Prometía muchísimo el nuevo Need for Speed: No Limits. Sin límites precisamente parecía que iba a ser la diversión que aportaba este videojuego para iOS con unos gráficos increíbles, unos niveles de personalización más allá de lo imaginable, de la mano de un veterano en esto de los videojuegos de coches y bajo el nombre de Need For Speed. ¿Qué podía fallar?, muchas cosas, aunque parecía inimaginable, Electronic Arts lo ha vuelto a hacer. El modelo freemium es altamente comprensible en una pequeña desarrolladora que está empezando en esto de la aplicación, pero el método Pay-to-Win que ha implantado Electronic Arts en la mayoría de los juegos disponibles en la App Store es deplorable.
¿Dónde quedaron los Real Racing de pago que te permitían disfrutar de la experiencia completa?, si bien es cierto que los gráficos, el menú y la historia del Need for Speed: No Limits son fantásticos, para de contar. Para empezar, la personalización está limitada, sólo puedes ir añadiendo ciertas piezas, que vas ganando en carreras, y para las carreras necesitas gasolina.

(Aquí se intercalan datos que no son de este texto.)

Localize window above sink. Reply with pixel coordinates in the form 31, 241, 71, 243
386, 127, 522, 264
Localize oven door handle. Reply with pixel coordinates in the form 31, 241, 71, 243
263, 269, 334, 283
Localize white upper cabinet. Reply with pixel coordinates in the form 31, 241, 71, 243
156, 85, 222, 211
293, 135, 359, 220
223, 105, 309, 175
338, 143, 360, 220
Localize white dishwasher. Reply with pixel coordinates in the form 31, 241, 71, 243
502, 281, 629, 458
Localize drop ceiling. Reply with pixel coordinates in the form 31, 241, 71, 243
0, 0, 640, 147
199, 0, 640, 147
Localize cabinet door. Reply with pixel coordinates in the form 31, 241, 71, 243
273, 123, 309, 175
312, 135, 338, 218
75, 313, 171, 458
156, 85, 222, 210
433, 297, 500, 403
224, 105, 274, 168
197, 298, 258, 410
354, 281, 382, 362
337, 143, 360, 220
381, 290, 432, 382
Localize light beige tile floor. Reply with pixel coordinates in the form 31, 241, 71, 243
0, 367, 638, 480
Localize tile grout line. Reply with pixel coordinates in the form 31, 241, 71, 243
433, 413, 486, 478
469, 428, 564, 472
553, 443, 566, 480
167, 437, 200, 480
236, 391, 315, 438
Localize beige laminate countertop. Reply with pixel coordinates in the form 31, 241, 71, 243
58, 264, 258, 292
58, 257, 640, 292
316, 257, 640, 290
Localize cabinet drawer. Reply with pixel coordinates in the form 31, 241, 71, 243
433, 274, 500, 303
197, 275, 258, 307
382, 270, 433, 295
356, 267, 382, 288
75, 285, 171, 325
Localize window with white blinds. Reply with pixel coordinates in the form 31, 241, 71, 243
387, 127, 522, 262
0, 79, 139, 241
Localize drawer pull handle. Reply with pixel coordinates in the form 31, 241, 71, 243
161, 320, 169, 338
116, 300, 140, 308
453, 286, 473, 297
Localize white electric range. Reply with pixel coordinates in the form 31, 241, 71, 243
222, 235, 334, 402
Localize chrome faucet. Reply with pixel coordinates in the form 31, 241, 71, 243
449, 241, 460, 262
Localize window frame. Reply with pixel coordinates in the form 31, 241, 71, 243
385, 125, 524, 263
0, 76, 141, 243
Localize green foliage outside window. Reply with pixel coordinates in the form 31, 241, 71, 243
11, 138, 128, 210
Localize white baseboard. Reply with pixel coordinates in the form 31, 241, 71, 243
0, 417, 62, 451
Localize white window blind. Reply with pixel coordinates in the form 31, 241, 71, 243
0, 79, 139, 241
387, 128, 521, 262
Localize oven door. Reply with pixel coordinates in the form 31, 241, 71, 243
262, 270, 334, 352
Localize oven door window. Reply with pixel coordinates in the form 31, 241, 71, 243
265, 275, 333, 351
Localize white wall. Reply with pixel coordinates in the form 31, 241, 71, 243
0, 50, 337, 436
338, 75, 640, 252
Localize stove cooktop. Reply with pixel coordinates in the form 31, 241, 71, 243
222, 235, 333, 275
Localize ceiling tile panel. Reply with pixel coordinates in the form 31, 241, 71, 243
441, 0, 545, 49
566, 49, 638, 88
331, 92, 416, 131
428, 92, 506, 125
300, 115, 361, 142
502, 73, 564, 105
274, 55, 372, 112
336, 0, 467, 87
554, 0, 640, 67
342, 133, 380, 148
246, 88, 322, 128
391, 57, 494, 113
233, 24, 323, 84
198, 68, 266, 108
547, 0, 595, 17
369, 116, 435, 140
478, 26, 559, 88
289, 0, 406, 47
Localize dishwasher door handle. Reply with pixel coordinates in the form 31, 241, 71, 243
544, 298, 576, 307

La gasolina está limitada, y por tanto, te invitan a pasar por caja para seguir jugando. La primera en la frente, te invitan a un modelo de personalización «sin límites», pero en las pautas que ellos desean. Lo más gracioso es que te lo ofrecen como un juego «de los desarrolladores de Real Racing 3», cuando el mecanismo de conducción no se parece absolutamente en nada.
La conducción no es simulación desde luego, pero es que tampoco es arcade. Los vehículos parecen ir sobre raíles, el freno es innecesario e inexistente y los derrapes son un mito. Admito que soy un fan de la saga Need for Speed y esperaba este juego con ansias, al que no le he dedicado más de 3 horas pues apesta a Pay-to-Win a kilómetros. Los ingresos en efectivo y pequeños regalos que te hacen curiosamente cuando dejas de jugar, también dicen mucho del juego. En fin, no creo que quede nadie más aún que no se haya dado cuenta de lo que pretende Electronic Arts en sus últimos juegos, arcade totalmente sin chicha, para que juegue hasta un niño de dos años (quizás es su público potencial). Desgraciadamente los juegos que se pagaban y disfrutaban están desapareciendo poco a poco de la App Store, muy a pesar de jubones com yo. El 3 de noviembre llega el esperado Need for Speed a PlayStation 4, a ver con qué nos sorprenden ahora.